Exit 7 Players, Ludlow MA
through February 28, 2009
By Donna Bailey-Thompson

This outstanding production of "Who’s Afraid of Virginia Woolf" is a triumph worthy of an Off Broadway venue. Under the sensitive, vigorous direction of Marck Morrison, playwright Edward Albee’s masterpiece is as fresh and cogent today as when its debut rocked Broadway in 1962. Four accomplished actors give stellar performances – Claire Bertrand (Martha), Bob Laviolette (George), Jami Byrne Wilson (Honey), and Brian Dickey (Nick). There is not one false note during the play’s three hours. From the blaring opening scene through the final heart-wrenching moments, Ludlow’s Exit 7 Players present riveting first-rate theater.

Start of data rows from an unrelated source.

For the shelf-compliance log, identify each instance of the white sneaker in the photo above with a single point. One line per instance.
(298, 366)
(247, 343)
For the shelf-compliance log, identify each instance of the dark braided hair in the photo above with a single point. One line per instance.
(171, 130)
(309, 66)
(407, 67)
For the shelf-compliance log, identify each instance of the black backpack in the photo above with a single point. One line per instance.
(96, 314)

A bare-bones, no-meat synopsis of the play: Martha and George are serious swillers of booze who have honed verbal abuse to an outrageous art form. After they arrive home from a faculty gathering, Martha informs George that she has invited a young teacher, Nick, and his wife, Honey, to stop by for a drink. Throughout the night into the dawn, emotional mayhem prevails. Scabrous exchanges substitute for polite conversation. Terrible psychological scars are semi-exposed that beg the question: truth or illusion? Regardless, there is "blood under the bridge."

Each actor skillfully balances the character’s facade with its underlying reality. George and Martha’s symbiotic relationship hovers at a parasitic level; both Laviolette and Bertrand through subtle body language convey within their mutual contempt a complicated, revengeful respect. Nick, the supposedly fair-haired young man is exposed as being as unscrupulous as his hosts. His fragile wife Honey’s slow motion progression from tipsy into alcoholic stupor is pantomimed virtuosity. Throughout all three acts, Morrison’s directorial skills have become the actors’ own. His respect for the audience’s need to absorb their insight into Martha and George’s convoluted natures is the gift of decompression – a protracted final scene of George putting the house to bed before he cradles Martha, his spent other.

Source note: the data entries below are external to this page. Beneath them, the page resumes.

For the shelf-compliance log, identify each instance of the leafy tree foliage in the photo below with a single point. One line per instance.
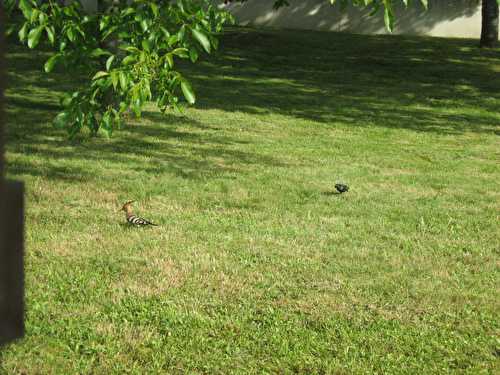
(130, 49)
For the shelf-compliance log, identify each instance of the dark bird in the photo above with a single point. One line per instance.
(133, 219)
(341, 188)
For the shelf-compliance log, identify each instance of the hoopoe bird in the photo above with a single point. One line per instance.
(134, 219)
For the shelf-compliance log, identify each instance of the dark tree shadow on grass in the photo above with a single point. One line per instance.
(391, 81)
(433, 85)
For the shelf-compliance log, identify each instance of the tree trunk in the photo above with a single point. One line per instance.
(489, 29)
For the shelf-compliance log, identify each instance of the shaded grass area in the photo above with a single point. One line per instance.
(256, 266)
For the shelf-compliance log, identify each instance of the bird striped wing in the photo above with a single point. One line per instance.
(136, 220)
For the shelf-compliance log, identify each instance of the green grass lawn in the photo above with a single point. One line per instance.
(256, 266)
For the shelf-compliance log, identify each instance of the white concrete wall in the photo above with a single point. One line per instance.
(448, 18)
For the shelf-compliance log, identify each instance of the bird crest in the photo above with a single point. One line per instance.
(126, 207)
(134, 219)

Productions of this caliber demonstrate that the bottom line difference between a quality community theater and a regional or NYC venue is money: the pros are salaried, whereas the "amateurs" are dedicated volunteers. Those who lump all community theater into a slapdash hobby category will have their parochial opinions torpedoed by Exit 7's "...Virginia Woolf."

Be advised: for mature audiences only.